Stimmen Sie sich durch die Lektüre von Reiseführern und sonstiger Literatur über Land und Leute auf Ihr Reiseziel ein. Sie werden fremde Sitten und Gebräuche erst dann besser verstehen und tiefer in die fremde Kultur eintauchen können, wenn Sie Ihr Gegenüber auch verstehen. Diese Kenntnisse helfen ausserdem, Missverständnisse und unerfreuliche Zwischenfälle zu vermeiden. Respektieren Sie Ihre Gastgeber!
Ein paar Grundregeln:
- Fotografieren Sie nicht aus dem Hinterhalt oder ohne Erlaubnis Regierungsgebäude oder militärische Einrichtungen. In manchen Ländern ist es sogar untersagt, Brücken abzulichten.
- Almosen sind zwar oft gut gemeint, tragen aber nichts zur Entwicklungshilfe bei. Kinder sollten nicht beschenkt werden, oft verhindern Sie damit, dass sie zur Schule gehen, weil es sich einfach mehr rentiert, bei Touristen zu betteln. Mit einem angemessenen Trinkgeld indes bessern Sie das oft kärgliche Einkommen der Menschen auf, ohne sie zu beschämen.
- Feilschen Sie auf dem Markt. Das gehört ganz einfach dazu. In vielen Ländern ist es sogar unanständig, auf das erste Angebot einzugehen. Und übrigens: Handeln kann auch Spass machen, wenn man’s nicht immer allzu ernst nimmt.

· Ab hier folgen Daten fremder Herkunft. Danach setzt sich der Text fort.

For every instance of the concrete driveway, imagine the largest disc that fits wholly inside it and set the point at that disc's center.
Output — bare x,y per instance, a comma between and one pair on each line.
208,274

- Kaufen Sie nichts aus Fellen, Horn oder anderen tierischen Produkten. Es kann sein, dass Tiere gefährdeter Arten dafür sterben mussten. Fallen diese unter das internationale Artenschutzabkommen, machen Sie sich auch persönlich strafbar. Bringen Sie keine lebenden Exoten aus den Ferien mit nach Hause.
- Halten Sie sich an die landesübliche Kleiderordnung. Das bedeutet in den meisten Ländern nicht, dass Sie sich gleich verschleiern müssen. Trotzdem: Achten Sie darauf, dass Sie die Gefühle der Einheimischen nicht verletzen, indem Sie knapp bekleidet religiöse Einrichtungen besuchen. Auch das Oben-ohne-Baden empfinden viele Kulturkreise als nicht angebracht. Informieren Sie sich, was wo angesagt ist.
- Informieren Sie sich aber auch über die sozialen und wirtschaftlichen Probleme eines Landes. Das hilft, die Menschen besser zu verstehen.
- Seien Sie umweltbewusst. Auch die meisten Ferienparadiese kämpfen mit Müllbergen und verschmutztem Wasser. Insbesondere ärmere Länder haben selten bis nie die Möglichkeit, effizient Abfall zu entsorgen. Verschlimmern Sie als Besucher diese Situation nicht noch zusätzlich.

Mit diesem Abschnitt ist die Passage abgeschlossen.